In many operating systems, I/O request sizes are limited to 256 KB or 128 KB without changes, which can impact I/O performance given that more requests to both the storage and the operating system will have to be completed.
File System and/or Volume Manager
Determining what the ideal volume manager and file system settings should be for each of the components of the database is one of the most important architectural decisions. For each type of I/O you might want to have different settings. Consider the following types of I/O:
- Long and short block sequential
- Long and short block random
- Long and short block multiple streams
- All reads
- All writes
No single file system with a single set of settings will perform well on all of these types of I/O, and I’m willing to bet that no file system with a single set of tunable parameters will do well on any two of these, or could not be improved with tuning changes.
The two key areas that must be architected are determining:
- What is the best volume manager and file system for the type of I/O that will be conducted
- What are the best tunable parameters for that file system and volume manager
A few years ago I was working with a database that was not scaling due to a number of factors, but I believed the primary reason was that the RAID cache was not being used efficiently for the index searches.
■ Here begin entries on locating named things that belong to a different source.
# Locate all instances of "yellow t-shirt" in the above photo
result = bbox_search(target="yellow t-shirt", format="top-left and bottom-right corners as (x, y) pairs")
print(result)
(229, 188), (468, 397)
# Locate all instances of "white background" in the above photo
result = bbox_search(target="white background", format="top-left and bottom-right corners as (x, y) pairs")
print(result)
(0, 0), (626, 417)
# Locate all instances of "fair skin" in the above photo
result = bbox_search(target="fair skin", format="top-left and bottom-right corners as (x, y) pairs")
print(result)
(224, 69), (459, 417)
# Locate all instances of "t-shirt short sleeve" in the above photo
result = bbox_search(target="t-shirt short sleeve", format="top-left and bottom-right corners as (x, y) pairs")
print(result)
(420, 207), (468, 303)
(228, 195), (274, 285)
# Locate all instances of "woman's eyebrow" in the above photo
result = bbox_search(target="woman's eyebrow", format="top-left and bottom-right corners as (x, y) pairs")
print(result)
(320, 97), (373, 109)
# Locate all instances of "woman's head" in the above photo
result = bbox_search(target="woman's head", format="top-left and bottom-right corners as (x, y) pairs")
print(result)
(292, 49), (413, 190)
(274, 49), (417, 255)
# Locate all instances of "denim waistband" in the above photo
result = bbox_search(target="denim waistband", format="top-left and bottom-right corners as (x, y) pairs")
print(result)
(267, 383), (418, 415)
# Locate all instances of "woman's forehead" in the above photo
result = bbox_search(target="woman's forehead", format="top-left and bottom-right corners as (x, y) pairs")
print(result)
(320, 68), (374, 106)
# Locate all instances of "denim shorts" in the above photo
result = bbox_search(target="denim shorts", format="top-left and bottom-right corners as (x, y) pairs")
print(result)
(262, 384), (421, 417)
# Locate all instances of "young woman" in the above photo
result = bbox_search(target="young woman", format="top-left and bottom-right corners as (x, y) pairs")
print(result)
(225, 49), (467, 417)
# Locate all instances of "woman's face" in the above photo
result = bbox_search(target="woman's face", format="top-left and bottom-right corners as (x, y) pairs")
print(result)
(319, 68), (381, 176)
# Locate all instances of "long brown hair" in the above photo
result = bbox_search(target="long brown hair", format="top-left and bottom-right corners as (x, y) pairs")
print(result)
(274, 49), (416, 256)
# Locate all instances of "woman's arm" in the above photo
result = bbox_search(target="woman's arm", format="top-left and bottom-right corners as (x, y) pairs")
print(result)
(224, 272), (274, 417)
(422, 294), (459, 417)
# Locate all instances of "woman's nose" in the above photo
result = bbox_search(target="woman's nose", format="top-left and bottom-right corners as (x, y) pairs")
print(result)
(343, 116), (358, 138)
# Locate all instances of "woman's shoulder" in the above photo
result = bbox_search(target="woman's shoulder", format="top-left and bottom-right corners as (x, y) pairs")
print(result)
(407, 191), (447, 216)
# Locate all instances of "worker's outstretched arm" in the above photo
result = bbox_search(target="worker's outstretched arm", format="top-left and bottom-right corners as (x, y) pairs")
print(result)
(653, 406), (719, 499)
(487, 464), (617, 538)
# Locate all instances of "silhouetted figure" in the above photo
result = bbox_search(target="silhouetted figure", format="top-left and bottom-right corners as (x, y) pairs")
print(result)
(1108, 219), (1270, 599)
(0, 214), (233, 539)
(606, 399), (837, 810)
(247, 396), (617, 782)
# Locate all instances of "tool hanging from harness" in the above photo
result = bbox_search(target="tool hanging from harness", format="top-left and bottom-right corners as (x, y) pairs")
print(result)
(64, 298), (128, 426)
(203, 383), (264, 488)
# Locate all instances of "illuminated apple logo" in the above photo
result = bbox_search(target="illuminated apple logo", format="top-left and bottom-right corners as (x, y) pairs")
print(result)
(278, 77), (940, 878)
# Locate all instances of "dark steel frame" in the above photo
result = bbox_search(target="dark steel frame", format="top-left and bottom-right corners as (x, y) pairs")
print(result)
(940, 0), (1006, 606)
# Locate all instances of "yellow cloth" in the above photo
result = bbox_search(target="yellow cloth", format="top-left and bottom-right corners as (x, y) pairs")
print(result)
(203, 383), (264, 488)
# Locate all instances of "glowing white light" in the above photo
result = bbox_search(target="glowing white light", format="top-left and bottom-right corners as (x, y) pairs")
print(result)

The RAID hit rate was less than 20% on reads, and many of the reads were what I term randomly sequential (read sequential data for a number of requests, then a random skip increment, and then more sequential reads).
After reviewing the volume manager settings I realized where was the problem. Each file system had 32 LUNs, each with 8 GB. The stripe setting on the file system was 32 KB, matching the RAID allocation. Each of the index files was 2 GB.
Given how the RAID cache worked, you would have to have two sequential block reads before you would readahead the third block, which is a common algorithm. Therefore, you would need 32 KB*32 LUNs*2, or 2 MB of sequentially read data, before the next I/O would be in cache.
No wonder the RAID cache usage was so poor. The customer was told they had two choices to improve performance. One, allocate with the volume manager stripes of 2 GB so that each of the index files would be allocated sequentially; or two, get a different file system that would round-robin instead of stripe data. With round-robining, each open system call will be allocated to a different LUN, and all of the data for the file that was opened will be allocated on that LUN.
When we tested this configuration using the round-robin allocation method and the read cache, the hit rate went from 20% to 80% and the performance exceeded the requirements (for the customer at that time).